Amazon.com Inc. (NASDAQ: AMZN) seems to be on everyone's lips these days. The stock recently hit an all time high when the share price passed $1,000 for the first time in June, and has hovered around there since. A few weeks later it was announced it had acquired the organic grocery chain Whole Foods Market, Inc. (NASDAQ: WFM) for $13.7 billion. While some investors are clenching their fists for not getting on the Amazon ride early enough, others are probably pretty happy right about now. (See also: If You Had Invested Right After Amazon's IPO )

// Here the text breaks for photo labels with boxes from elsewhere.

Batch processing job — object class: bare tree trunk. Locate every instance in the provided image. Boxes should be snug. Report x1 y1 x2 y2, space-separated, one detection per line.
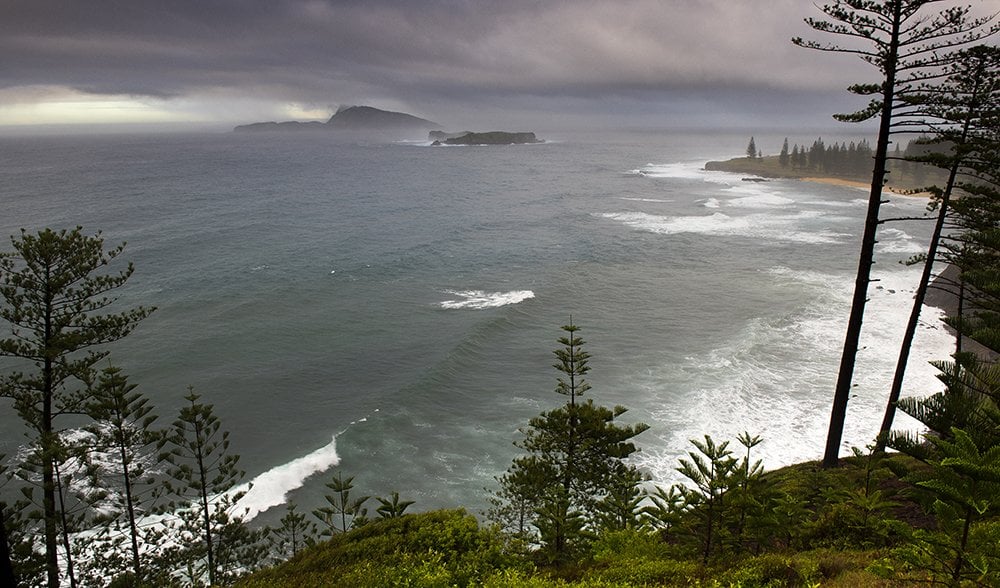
823 2 902 468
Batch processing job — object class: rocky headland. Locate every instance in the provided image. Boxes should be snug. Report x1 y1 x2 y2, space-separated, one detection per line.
233 106 441 133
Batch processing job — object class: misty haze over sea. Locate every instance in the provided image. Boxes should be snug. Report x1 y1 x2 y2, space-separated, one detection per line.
0 133 951 524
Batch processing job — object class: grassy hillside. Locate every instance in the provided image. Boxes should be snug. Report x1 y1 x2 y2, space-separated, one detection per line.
705 156 944 192
237 455 1000 588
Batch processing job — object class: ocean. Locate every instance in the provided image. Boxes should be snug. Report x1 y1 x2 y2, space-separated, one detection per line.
0 131 953 520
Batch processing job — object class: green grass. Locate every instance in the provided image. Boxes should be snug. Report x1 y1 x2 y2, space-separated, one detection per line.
237 455 960 588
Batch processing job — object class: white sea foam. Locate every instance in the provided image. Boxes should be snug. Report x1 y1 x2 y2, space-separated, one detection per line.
639 267 954 484
441 290 535 310
726 192 795 208
629 161 739 184
619 196 673 204
233 436 340 519
601 211 843 244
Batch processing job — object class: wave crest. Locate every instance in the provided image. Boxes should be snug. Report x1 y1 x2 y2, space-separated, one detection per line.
441 290 535 310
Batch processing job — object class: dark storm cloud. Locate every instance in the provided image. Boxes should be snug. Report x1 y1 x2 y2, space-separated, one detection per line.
0 0 936 126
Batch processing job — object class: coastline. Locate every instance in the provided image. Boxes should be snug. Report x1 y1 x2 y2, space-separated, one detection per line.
799 176 931 199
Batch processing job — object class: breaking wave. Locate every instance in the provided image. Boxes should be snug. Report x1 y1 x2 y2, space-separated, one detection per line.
441 290 535 310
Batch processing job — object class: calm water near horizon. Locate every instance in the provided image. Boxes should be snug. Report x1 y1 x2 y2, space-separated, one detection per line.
0 133 952 524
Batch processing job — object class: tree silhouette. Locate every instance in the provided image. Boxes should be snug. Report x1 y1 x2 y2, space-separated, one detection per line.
792 0 992 467
0 227 152 587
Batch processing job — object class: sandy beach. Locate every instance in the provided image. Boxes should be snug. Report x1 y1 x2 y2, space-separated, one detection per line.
802 176 931 198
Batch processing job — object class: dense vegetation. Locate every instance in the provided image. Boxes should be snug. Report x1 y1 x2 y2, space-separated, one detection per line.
705 137 946 192
0 0 1000 587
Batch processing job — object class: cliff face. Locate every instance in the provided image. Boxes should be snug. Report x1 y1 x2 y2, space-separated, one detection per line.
233 106 441 133
326 106 441 130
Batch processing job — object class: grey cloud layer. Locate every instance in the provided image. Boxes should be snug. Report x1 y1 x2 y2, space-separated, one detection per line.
0 0 863 101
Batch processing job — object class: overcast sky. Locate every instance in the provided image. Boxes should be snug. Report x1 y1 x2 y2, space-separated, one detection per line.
0 0 1000 129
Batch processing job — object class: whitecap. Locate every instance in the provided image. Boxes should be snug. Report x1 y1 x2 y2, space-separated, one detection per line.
726 193 795 208
637 267 954 483
877 228 927 254
629 161 737 184
601 211 844 244
441 290 535 310
619 196 673 204
231 436 340 520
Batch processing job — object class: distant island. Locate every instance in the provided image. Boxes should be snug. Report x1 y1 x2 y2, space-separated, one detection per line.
233 106 441 133
428 131 542 145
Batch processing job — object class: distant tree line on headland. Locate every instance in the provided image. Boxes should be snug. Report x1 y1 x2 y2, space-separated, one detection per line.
705 137 951 190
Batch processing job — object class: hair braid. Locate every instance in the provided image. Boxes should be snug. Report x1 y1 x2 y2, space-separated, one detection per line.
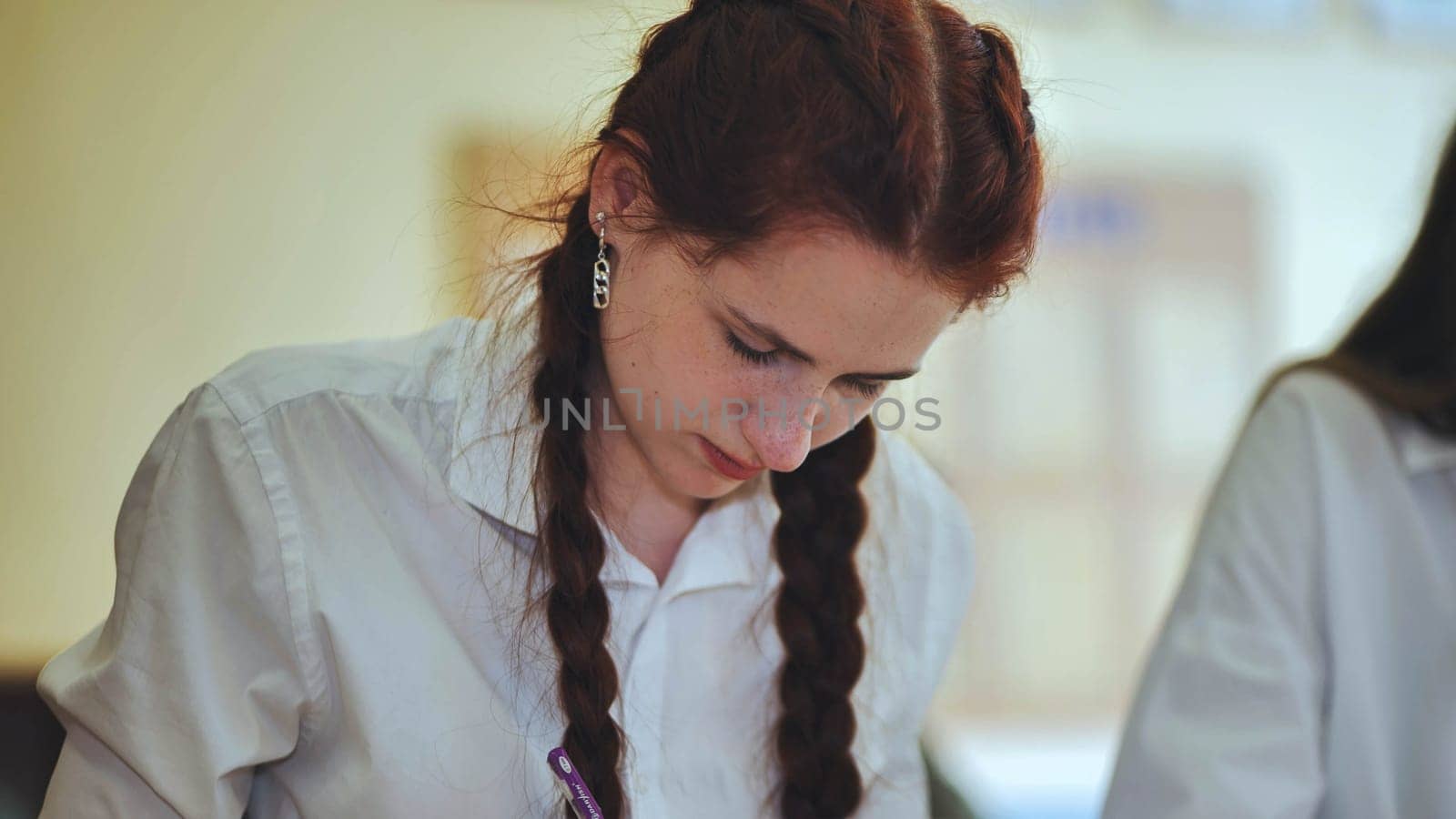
772 419 875 819
531 192 626 819
471 0 1044 819
973 24 1036 164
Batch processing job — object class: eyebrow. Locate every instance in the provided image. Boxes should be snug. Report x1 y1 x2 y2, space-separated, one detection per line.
725 305 920 380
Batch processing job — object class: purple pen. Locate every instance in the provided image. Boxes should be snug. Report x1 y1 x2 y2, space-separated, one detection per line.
546 748 602 819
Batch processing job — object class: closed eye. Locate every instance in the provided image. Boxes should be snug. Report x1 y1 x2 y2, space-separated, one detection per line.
726 329 885 398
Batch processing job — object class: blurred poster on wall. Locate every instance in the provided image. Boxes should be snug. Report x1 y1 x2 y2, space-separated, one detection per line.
1159 0 1323 34
912 157 1272 719
1363 0 1456 45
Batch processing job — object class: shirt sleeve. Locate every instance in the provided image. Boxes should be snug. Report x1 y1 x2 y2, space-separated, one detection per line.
1104 388 1325 819
859 441 973 819
36 383 321 819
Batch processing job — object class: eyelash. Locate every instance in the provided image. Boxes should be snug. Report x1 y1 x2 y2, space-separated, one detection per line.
728 331 885 398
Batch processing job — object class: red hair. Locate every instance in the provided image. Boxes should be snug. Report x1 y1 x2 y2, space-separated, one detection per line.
471 0 1043 819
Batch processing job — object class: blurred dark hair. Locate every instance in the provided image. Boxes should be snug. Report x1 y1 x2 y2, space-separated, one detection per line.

The company was founded in July 1994 by Jeffrey Bezos, initially only as an online bookstore. As the company evolved, it began selling DVDs, CDs, and streaming music and video services. It then began offering a wide variety of products such as cloud storage, video games, software and electronics, clothing, toys and food. In fact, there are few things you can't get on Amazon. According to the company's 2016 financials, it employed approximately 341,400 people, had revenues of $136 billion and was the largest Internet-based retailer in the United States.

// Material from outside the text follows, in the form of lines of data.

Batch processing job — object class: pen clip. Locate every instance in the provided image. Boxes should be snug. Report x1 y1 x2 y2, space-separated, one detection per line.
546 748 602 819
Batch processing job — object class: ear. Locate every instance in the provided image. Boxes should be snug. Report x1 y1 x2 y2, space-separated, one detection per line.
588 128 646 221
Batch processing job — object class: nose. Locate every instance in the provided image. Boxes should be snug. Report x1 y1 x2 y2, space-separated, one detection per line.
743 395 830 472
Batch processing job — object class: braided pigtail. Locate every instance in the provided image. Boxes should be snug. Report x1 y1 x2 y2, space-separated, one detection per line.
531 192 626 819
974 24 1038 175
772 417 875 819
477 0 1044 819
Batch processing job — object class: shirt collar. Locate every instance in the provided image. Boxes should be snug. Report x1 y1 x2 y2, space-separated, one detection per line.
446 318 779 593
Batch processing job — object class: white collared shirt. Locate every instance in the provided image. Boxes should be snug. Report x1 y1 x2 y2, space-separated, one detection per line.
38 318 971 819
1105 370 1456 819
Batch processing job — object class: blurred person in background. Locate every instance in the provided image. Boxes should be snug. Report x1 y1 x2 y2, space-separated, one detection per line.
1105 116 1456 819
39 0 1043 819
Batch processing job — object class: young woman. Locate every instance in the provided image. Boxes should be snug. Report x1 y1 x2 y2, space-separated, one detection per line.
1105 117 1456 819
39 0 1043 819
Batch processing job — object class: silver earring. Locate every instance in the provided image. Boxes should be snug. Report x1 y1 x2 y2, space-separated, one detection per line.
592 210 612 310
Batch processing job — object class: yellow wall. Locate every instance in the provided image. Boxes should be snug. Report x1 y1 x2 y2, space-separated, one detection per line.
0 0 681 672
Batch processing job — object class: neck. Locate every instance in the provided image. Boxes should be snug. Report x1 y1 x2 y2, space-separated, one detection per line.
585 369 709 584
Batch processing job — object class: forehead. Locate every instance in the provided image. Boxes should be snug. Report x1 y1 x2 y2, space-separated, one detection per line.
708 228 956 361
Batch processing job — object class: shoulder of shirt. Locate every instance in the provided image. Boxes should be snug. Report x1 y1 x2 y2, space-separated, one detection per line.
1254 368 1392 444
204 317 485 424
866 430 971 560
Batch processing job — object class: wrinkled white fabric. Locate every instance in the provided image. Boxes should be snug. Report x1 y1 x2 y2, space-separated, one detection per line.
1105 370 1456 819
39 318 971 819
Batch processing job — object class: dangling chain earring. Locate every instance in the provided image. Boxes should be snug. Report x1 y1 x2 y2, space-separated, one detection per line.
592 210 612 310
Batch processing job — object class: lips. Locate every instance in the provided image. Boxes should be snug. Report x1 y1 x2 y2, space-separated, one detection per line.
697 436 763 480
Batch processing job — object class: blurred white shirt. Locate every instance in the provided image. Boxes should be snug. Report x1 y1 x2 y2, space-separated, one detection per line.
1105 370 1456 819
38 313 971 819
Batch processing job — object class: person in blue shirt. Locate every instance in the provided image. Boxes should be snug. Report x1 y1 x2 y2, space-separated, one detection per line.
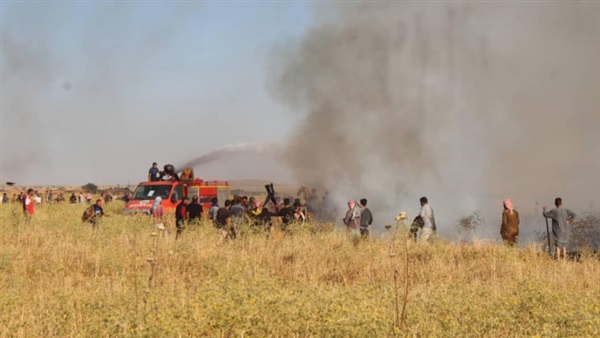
148 162 160 182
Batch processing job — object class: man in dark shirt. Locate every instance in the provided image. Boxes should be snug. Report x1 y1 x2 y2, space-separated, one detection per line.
148 162 160 182
215 200 236 239
81 199 105 228
360 198 373 238
175 197 190 239
188 196 204 223
277 198 296 224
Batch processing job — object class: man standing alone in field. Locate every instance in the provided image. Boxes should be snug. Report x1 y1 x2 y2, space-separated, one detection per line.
175 197 190 239
23 189 35 219
360 198 373 238
344 201 360 234
419 196 436 242
543 197 576 259
152 196 169 238
215 200 236 239
81 199 106 228
500 198 519 246
148 162 160 182
188 196 204 223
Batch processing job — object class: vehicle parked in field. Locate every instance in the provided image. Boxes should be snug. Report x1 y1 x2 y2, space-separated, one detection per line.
125 178 231 214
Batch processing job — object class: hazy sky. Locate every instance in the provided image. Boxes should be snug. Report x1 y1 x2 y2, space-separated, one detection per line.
1 2 311 185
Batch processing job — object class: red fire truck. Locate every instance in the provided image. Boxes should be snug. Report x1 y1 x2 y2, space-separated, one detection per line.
125 178 231 214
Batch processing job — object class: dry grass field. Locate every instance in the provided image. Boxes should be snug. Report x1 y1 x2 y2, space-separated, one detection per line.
0 202 600 337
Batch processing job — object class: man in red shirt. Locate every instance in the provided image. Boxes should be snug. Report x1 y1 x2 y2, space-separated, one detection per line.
23 189 34 218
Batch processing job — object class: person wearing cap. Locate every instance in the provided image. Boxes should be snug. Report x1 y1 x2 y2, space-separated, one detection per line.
81 199 106 228
294 199 306 223
175 196 190 239
152 196 169 238
188 195 204 223
500 198 519 246
419 196 436 242
23 189 35 218
359 198 373 238
344 201 360 234
542 197 577 259
148 162 160 182
277 198 296 224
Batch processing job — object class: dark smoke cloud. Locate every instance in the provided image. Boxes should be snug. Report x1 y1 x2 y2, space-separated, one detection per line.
272 2 600 230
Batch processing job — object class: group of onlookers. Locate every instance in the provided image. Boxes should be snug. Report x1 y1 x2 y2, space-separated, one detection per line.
152 196 310 239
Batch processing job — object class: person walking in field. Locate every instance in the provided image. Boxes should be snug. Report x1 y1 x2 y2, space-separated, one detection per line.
360 198 373 238
81 199 106 228
148 162 160 182
175 197 190 239
500 198 519 246
208 197 219 225
215 200 236 239
23 189 35 219
419 196 436 242
344 201 360 234
542 197 577 259
188 196 204 224
152 196 169 238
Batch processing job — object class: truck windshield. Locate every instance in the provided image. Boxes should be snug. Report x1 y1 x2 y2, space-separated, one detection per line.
132 185 171 200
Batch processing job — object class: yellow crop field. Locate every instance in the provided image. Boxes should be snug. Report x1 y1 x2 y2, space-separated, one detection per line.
0 202 600 337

Per its corporate filings in May 2017, Jeff Bezos, Andrew R. Jassy, Jeffrey M. Blackburn and Jeffrey A. Wilke were its four largest individual shareholders.

Jeff Bezos

The number-one shareholder in the company, with approximately 79.9 million shares, is Amazon's chief executive officer (CEO) and founder, Jeff Bezos. Bezos was born in 1964 in Albuquerque, New Mexico and studied computer science and electrical engineering at Princeton University. Upon graduating, Bezos went to work for the Wall Street firm D.E. Shaw, becoming the youngest senior vice president in its history. He left the company and started Amazon in 1994, initially setting up the company in his garage in Seattle. After Bezos and a few employees wrote the software for Amazon, the company began to make $20,000 per week, selling products in 45 different countries. In September 2000, Bezos also founded an aerospace manufacturer and spaceflight company called Blue Origin. In 2013, Bezos paid $250 million for the Washington Post. On July 27, 2017, Jeff Bezos surpassed Bill Gates as the world's richest man intraday trading with a net worth of over $90 billion.

Andrew R. Jassy

With over 77,000 shares, Andrew R. Jassy is Amazon's second-largest individual shareholder. Jassy is the CEO of Amazon Web Services, a subsidiary of Amazon that offers various cloud computing services across the globe. Before Jassy became the CEO of Amazon Web Services on April 13, 2016, he served as senior vice president of the group. With a team of 57 people, Jassy founded Amazon Web Services in 2003 and helped it grow into a $6 billion company with 1 million users in 190 different countries. He attended Harvard University, earning a bachelor's degree and master's of business administration (MBA). Prior to joining Amazon, he worked at Coupa Software Inc. and founded a marketing consulting company, serving as its manager.

Jeffrey M. Blackburn

Jeffrey M. Blackburn is the senior vice president of business development and digital entertainment Amazon.com, and has been at the company since 1998. He is also the head of Amazon's M&A, investments and strategic business development worldwide. Blackburn is the third-largest individual shareholder with his 49,700 shares. Prior to joining Amazon he was an associate at both Deutche Bank and Morgan Stanley in Silicon Valley. At Deutche he worked on Amazon's IPO. He holds his undergraduate degree from Darthmouth College and an MBA from Stanford University.

Tom Alberg

Tom Alberg was an early investor in Amazon, and has been a director there since 1996, the year before it went public. He is also a co-founder and managing director and partner of Madrone Investment Partners — a Seattle-based venture capital firm. As of May, 2017, he held over 20,300 shares of Amazon, which makes him the fourt-largest individual shareholder. Alberg holds a bachelor's degree in international affairs from Harvard University, and later attended Colombia Law School.